Answer: To calculate the annual interest earned on each bond, we need to multiply the current yield by the bond's face value.
a. ABC 128; XYZ 17
The current yield for ABC is 7.5% and for XYZ is 8.4%.
For ABC, the annual interest earned would be 7.5% of $128, which is $9.60.
For XYZ, the annual interest earned would be 8.4% of $17, which is $1.43.
b. ABC 7.5; XYZ 8.4
The current yield for ABC is 7.5% and for XYZ is 8.4%.
For ABC, the annual interest earned would be 7.5% of $100 face value, which is $7.50.
For XYZ, the annual interest earned would be 8.4% of $100 face value, which is $8.40.
c. ABC 104Three-fourths; XYZ 100One-half
The current yield for ABC is not provided, but the closing price is given as 104 and three-fourths.
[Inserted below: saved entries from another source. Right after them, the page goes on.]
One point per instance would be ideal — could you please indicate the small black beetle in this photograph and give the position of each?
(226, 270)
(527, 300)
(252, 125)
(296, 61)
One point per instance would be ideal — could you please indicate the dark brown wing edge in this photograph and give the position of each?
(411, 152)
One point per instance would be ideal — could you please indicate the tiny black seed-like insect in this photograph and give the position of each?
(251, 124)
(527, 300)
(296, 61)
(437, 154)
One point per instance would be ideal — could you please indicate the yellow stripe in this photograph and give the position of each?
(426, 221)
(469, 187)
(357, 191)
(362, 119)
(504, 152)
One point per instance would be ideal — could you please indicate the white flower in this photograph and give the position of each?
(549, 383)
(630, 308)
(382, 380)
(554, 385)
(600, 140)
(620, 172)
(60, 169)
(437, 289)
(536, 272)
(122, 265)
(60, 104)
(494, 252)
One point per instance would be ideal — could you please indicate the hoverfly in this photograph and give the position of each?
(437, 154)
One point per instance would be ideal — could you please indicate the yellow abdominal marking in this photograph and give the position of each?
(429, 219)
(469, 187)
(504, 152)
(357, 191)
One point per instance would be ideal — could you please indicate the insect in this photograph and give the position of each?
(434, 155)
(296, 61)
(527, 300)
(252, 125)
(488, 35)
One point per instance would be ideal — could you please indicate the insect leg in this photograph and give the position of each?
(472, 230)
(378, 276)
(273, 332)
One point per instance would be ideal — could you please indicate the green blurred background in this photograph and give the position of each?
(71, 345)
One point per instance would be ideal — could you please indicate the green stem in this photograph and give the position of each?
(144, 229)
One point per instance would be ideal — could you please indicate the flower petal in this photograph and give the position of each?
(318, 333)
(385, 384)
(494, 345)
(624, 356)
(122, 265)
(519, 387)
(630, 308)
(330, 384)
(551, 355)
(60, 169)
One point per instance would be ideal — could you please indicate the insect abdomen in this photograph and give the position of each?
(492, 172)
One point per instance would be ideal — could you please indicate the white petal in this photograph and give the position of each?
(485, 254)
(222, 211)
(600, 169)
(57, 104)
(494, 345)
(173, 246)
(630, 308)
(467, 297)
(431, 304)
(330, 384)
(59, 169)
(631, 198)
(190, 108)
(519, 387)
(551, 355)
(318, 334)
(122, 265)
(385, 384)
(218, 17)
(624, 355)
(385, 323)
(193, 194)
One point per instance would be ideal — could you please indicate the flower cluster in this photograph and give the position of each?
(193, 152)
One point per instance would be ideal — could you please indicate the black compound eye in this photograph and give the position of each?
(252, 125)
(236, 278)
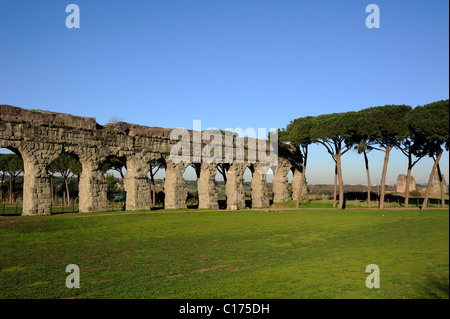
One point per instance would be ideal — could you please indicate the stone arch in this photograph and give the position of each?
(191, 177)
(113, 169)
(234, 186)
(297, 176)
(36, 187)
(259, 185)
(281, 182)
(137, 184)
(12, 184)
(65, 185)
(156, 175)
(175, 189)
(220, 181)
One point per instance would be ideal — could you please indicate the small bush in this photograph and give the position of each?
(324, 192)
(415, 193)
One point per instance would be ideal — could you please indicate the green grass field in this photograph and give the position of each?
(310, 253)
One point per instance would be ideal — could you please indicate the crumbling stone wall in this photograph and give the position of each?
(41, 136)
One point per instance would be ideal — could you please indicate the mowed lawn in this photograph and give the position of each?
(310, 253)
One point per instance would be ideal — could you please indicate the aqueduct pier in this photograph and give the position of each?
(39, 137)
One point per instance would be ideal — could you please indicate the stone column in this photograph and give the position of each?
(296, 184)
(280, 182)
(175, 189)
(37, 197)
(207, 190)
(260, 196)
(235, 186)
(137, 185)
(92, 189)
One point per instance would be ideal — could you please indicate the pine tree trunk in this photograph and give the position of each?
(335, 186)
(299, 195)
(408, 181)
(430, 181)
(341, 181)
(67, 191)
(383, 176)
(366, 160)
(10, 189)
(442, 187)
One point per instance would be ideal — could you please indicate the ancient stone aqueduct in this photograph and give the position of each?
(39, 137)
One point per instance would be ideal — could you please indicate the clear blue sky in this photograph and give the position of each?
(247, 63)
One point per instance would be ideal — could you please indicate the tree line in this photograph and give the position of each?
(417, 132)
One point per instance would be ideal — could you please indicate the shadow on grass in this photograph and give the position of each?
(434, 287)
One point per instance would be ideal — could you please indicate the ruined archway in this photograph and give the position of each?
(64, 174)
(114, 171)
(191, 176)
(157, 175)
(11, 181)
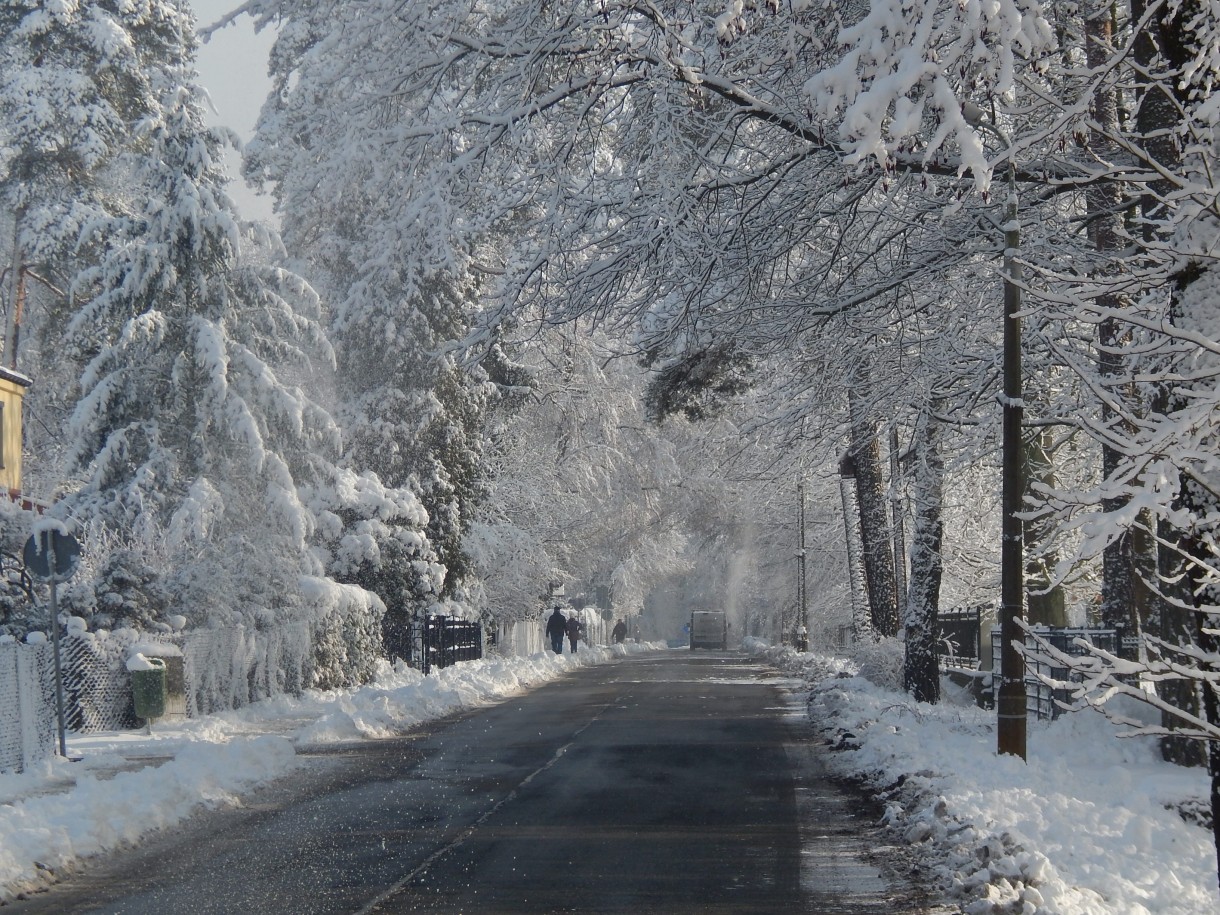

The annual interest earned cannot be calculated without knowing the current yield.
For XYZ, the current yield is not provided, but the closing price is given as 100 and one-half.
The annual interest earned cannot be calculated without knowing the current yield.
d. ABC 7One-half; XYZ 7Three-fourths
The current yield for ABC is 7.5% (7 and one-half) and for XYZ is 8.4% (7 and three-fourths).
For ABC, the annual interest earned would be 7.5% of $100 face value, which is $7.50.
For XYZ, the annual interest earned would be 8.4% of $100 face value, which is $8.40.
Based on the given information, option d. ABC 7One-half; XYZ 7Three-fourths, provides the annual interest earned for both ABC and XYZ bonds.